On November 21, 1972, IBM Boca Raton EFCU expanded its field of membership throughout the state of Florida and the name was changed to IBM Florida EFCU. By the end of 1972, assets were approaching $2.5 million.

On October 31, 1977, IBM Florida EFCU expanded the field of membership again to include Alabama, Mississippi, and Puerto Rico, and became IBM Southeast Employees' Federal Credit Union. By year-end, assets had grown to almost $15 million.

Over the years, iTHINK Financial has opened its membership to include the state of Georgia and also employees of many other companies besides IBM.

On July 1, 2015, iTHINK Financial converted from a federally chartered credit union to a Florida state-chartered credit union and the name was changed to IBM Southeast Employees' Credit Union (IBMSECU).

In 2017, iTHINK Financial acquired Mackinac Savings Bank in Boynton Beach, Florida, which added three more branches in Palm Beach County, and merged it into its own infrastructure. In 2019, iTHINK Financial acquired a second Florida-based bank, Oculina Bank, which had eight branches in the state.

On March 2, 2020, the credit union rebranded to iTHINK Financial.

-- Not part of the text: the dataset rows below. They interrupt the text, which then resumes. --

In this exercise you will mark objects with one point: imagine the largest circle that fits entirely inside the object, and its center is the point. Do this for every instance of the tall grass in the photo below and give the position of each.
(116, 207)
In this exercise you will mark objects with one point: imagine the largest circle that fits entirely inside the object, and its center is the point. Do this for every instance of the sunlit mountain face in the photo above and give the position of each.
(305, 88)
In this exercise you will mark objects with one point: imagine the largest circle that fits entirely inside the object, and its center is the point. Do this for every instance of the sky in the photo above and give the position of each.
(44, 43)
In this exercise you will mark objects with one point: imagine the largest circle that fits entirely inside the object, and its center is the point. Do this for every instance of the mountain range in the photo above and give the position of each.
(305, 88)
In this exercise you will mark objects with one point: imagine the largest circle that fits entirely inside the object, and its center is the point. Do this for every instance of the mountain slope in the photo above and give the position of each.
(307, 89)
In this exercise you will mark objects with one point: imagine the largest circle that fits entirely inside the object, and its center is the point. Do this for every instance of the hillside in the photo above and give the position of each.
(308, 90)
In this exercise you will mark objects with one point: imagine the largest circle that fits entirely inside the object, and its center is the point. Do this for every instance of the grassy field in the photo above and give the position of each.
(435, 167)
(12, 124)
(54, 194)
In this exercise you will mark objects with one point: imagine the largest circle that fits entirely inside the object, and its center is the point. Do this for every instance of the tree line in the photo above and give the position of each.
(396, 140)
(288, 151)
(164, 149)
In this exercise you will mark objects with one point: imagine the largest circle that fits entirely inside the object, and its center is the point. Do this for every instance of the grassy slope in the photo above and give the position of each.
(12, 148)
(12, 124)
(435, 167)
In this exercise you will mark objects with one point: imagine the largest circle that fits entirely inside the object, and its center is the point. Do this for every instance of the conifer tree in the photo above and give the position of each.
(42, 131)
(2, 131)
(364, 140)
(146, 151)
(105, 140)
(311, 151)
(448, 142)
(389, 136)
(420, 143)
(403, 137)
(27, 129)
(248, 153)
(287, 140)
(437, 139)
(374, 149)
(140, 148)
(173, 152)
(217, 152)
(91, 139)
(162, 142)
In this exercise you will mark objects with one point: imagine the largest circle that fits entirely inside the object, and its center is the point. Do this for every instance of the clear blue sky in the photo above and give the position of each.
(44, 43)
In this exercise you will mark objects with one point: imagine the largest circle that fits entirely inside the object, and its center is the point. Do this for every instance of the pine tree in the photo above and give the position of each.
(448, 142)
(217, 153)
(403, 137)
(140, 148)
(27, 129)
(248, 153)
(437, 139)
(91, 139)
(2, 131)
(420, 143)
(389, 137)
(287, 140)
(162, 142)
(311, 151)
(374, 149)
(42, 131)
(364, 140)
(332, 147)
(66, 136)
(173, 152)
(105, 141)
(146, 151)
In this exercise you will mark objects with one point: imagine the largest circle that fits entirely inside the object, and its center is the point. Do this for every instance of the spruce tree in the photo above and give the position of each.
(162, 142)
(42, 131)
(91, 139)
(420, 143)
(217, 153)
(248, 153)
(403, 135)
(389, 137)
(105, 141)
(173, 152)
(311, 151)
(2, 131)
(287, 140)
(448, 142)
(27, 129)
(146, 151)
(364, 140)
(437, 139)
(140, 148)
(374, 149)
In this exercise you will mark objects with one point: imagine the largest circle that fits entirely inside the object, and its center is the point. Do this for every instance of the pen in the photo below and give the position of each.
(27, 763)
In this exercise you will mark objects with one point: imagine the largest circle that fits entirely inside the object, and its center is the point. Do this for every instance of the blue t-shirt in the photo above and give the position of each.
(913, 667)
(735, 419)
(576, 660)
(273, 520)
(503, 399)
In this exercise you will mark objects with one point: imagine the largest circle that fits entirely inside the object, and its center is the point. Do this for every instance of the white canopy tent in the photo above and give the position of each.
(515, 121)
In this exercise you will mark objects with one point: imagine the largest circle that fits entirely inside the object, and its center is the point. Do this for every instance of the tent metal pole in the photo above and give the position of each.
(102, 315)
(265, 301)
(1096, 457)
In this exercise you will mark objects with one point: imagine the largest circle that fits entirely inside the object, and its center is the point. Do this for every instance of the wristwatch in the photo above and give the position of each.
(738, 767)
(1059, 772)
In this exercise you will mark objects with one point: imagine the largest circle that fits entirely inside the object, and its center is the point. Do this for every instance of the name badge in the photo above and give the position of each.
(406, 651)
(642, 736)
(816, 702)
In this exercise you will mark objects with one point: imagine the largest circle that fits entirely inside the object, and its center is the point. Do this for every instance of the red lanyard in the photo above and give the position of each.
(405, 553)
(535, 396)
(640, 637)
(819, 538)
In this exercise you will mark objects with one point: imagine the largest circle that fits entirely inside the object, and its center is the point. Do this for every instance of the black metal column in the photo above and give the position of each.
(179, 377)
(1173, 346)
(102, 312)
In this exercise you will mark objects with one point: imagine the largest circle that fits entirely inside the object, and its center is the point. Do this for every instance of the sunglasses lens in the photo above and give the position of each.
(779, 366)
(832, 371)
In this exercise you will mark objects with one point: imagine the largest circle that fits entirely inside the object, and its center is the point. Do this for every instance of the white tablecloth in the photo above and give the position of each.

Today (when?), iTHINK Financial offers membership to people who work for or are retired from a member company, live in an approved county, worship or attend school in an approved county, or are immediate family members of/live in the same household as an existing member.

iTHINK Financial currently (when?) has more than $1.5 billion in assets, 22 branches, 380 employees, and more than 95,000 members across the country.

==Products and services==
iTHINK Financial, like all credit unions, is a not-for-profit financial institution that provides a full range of products and services to its members, including checking accounts, savings accounts, money market accounts, certificates, IRAs, business accounts, health savings accounts, vehicle loans, first mortgages, second mortgages, credit cards, business loans, online banking, online bill paying, mobile banking, e-statements, business services, insurance, and investment services.

As a not-for-profit organization, iTHINK Financial's "profits" are returned to its members in the form of lower fees, better loan rates, and higher dividends than those of other financial institutions.

==Safety==

iTHINK Financial is insured by the National Credit Union Administration (NCUA) and is an equal housing lender. Savings at iTHINK Financial are insured to at least $250,000.